Great use of the Fallout settings to tell a new version of the same story from Fallout to Fallout 76. Lovers of the games will recognize all sorts of items (the box of preservative-filled deviled eggs, the containers of purified water, the various chems, etc.) and buildings (Red Rocket gas stations, donut shops, a city clearly modeled on Megaton, etc.). The live acting has even been processed in some way to make the characters look more like very high definition renderings in a video game than actors being recorded on set.
The best new material for me is the insight into the inner workings of the religo-military cult of the Brotherhood of Steel. Some of the people giving the low reviews here don't like that depiction of the Brotherhood, but for me it seems far more interesting and real than presenting the Brotherhood as a post-apocalyptic yet somehow still pure Knights of the Round Table.

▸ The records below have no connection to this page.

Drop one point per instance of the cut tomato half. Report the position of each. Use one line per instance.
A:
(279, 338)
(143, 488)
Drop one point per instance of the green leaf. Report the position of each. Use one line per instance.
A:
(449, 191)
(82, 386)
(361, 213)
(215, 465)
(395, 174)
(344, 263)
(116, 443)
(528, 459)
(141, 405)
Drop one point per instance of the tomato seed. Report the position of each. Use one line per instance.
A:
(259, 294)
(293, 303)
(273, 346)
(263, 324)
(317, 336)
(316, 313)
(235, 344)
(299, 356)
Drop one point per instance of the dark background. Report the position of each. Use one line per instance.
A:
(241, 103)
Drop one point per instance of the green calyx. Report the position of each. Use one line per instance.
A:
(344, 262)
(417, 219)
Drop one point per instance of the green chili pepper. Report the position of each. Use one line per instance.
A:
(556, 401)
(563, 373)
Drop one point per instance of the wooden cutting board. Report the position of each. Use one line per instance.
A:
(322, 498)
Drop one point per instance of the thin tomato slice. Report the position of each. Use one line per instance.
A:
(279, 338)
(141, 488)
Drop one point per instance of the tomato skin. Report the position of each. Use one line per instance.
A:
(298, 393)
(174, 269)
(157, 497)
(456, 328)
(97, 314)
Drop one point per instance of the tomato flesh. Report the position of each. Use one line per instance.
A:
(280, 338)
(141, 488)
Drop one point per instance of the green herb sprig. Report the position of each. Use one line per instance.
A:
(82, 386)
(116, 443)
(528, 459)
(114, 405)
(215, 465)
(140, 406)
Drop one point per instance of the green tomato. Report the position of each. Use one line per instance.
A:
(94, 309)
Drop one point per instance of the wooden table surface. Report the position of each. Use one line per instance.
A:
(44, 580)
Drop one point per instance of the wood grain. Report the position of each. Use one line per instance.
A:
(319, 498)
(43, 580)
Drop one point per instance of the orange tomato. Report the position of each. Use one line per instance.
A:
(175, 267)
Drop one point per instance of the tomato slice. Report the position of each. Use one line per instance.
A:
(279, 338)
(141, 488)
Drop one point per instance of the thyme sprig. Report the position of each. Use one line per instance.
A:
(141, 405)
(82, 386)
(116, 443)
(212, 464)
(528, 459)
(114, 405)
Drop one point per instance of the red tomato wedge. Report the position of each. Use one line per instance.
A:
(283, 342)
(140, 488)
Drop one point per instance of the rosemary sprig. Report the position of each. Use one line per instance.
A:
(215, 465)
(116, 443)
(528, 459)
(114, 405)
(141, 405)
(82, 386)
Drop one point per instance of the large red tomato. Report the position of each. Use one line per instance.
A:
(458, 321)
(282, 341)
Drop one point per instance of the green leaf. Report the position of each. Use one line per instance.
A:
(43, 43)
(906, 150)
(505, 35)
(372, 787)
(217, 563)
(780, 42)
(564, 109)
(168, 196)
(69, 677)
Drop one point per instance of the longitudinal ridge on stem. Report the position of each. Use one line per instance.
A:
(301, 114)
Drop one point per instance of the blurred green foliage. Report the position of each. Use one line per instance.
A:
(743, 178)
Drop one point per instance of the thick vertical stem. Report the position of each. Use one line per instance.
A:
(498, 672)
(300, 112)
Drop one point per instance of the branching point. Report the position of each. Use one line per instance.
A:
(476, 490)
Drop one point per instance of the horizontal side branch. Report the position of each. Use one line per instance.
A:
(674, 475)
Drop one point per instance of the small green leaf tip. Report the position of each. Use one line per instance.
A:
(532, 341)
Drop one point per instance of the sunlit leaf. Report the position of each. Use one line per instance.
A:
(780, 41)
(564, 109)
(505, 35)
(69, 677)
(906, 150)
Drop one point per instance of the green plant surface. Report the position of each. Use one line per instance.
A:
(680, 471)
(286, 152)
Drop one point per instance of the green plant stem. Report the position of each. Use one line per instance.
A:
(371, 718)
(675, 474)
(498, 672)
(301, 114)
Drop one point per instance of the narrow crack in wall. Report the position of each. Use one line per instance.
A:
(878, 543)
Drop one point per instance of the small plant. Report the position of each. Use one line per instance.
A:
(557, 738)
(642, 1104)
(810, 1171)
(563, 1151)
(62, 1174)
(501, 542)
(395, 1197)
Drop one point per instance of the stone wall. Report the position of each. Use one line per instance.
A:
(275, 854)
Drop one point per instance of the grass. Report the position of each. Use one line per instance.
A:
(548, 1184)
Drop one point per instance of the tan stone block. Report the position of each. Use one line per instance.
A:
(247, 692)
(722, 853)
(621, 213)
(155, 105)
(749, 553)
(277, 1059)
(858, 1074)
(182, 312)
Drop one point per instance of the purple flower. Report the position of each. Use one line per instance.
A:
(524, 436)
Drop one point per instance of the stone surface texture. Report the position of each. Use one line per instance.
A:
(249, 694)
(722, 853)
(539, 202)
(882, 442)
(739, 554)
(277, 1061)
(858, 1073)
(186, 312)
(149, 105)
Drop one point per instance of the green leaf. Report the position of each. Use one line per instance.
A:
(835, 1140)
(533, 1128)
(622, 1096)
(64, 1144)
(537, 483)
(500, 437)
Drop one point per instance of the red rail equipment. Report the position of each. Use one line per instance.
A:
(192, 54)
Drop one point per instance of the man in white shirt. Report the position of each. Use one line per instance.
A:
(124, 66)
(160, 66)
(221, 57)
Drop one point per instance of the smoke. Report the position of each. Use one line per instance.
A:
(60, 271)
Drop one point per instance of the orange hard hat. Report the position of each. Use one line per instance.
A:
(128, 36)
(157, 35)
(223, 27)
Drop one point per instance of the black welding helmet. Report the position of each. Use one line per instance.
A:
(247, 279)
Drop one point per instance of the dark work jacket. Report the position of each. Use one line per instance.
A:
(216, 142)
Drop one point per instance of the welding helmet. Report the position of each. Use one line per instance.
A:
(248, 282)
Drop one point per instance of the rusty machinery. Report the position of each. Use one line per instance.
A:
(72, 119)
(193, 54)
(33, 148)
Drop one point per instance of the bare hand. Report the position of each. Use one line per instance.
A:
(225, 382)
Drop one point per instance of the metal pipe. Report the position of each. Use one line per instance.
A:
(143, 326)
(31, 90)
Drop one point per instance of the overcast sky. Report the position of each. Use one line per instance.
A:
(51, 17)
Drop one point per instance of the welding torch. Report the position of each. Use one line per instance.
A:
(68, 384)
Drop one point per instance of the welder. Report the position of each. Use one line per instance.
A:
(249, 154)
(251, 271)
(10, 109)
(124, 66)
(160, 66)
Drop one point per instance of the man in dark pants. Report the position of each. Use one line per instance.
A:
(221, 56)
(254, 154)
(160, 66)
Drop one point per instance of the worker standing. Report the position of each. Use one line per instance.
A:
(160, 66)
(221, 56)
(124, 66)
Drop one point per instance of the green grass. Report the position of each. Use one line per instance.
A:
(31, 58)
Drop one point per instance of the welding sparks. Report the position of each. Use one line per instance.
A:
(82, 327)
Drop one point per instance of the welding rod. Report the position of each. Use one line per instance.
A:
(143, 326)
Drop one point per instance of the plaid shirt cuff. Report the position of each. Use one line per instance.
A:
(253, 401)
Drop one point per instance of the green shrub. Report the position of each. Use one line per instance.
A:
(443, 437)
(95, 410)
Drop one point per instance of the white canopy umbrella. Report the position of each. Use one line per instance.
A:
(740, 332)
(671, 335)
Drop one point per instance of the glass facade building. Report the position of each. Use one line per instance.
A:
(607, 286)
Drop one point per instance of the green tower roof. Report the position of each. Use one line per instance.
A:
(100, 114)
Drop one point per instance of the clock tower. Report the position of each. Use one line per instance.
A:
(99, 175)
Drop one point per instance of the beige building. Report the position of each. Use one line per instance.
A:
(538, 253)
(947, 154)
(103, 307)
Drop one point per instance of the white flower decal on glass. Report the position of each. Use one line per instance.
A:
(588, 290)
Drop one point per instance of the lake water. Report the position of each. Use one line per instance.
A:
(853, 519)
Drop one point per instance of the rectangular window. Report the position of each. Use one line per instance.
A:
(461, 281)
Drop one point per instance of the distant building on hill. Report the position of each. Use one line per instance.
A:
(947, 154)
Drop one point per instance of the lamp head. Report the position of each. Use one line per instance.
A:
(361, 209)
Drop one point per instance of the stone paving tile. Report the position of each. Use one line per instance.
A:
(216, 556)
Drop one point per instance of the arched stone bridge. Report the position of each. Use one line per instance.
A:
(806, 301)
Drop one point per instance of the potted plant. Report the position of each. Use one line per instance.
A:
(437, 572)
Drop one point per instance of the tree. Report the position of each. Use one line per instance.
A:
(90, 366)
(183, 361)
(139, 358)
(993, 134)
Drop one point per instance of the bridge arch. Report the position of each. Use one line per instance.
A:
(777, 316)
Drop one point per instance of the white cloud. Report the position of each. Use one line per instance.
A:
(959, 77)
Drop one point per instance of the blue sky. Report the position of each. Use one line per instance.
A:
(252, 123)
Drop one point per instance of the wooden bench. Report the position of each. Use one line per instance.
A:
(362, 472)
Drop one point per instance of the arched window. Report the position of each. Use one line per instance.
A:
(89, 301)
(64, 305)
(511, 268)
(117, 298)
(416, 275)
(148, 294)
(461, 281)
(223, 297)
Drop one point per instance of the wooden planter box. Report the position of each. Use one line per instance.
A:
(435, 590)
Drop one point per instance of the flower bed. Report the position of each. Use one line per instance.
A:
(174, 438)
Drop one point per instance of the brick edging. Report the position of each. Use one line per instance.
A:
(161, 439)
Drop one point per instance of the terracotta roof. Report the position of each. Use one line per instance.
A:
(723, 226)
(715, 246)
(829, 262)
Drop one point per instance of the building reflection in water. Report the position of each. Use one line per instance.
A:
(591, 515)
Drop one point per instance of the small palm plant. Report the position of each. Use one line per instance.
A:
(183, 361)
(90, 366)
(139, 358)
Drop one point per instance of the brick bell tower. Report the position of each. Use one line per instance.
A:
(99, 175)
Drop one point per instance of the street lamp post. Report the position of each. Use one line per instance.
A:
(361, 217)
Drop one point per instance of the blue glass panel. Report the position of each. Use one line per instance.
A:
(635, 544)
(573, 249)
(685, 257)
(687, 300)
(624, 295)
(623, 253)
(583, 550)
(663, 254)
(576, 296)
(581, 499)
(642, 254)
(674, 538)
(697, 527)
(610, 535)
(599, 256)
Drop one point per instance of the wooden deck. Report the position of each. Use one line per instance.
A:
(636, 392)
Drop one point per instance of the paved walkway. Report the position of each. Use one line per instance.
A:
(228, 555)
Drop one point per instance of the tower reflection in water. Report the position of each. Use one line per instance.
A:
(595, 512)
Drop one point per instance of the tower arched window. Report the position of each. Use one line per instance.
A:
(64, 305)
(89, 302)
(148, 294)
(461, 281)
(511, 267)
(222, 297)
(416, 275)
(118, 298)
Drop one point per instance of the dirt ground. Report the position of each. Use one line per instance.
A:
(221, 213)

Other low ratings here criticize the "woke" agenda, DEI, and even the idea that a white female character and black male character would be paired up. Uh... okay. I thought we were writing a review of the series here, not simply trotting out our half-baked political views.
The Fallout games themselves have a very strong mix of realism and over-the-top comedy. The exact percentages vary from game to game, but the mix is always there. This visual adaptation carries on that serio-comic tradition. The disjointedness in the narration is a feature, not a bug. The severed head that's kicked around and chased like a football provides much of the continuity for this first season. I hope there are more to come.